3. Le nouveau contrat social

Une partie de nos objectifs de recherche est de mieux comprendre comment la numérisation et l’utilisation des technologies de surveillance affectent les relations des citoyens et leur gouvernement : le contrat social - un terme qui fait référence aux obligations réciproques entre les personnes, les ménages, les communautés et leurs dirigeants. Dans ce contexte, le concept de technologie et son impact sur le comportement et les relations humaines ne peuvent être ignorés.

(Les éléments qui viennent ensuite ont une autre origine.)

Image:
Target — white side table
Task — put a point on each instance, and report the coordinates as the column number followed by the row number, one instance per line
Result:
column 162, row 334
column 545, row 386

L’architecture exacte des contrats sociaux est laissée à la discrétion de chaque société, mais tous les groupes sociaux affectent et sont affectés par les pressions mondiales. Le Rapport sur le Programme commun des Nations Unies indique qu’Internet a modifié nos sociétés aussi profondément que l’imprimerie, ce qui nécessite une réinvention profonde de l’éthique et des mentalités avec lesquelles nous abordons la connaissance, la communication et la cohésion. Bien qu’elle dispose d’un immense potentiel d’information et de communication accessibles et rapides, l’ère numérique a également accentué la fragmentation et les « chambres d’écho ».

Nairobi, comparée à d’autres villes du Kenya, a souffert énormément de ces développements, et nous pensons que le moment est venu de renouveler le contrat social entre son gouvernement et son peuple, afin de rétablir la confiance et d’adopter une vision globale des droits de l’homme.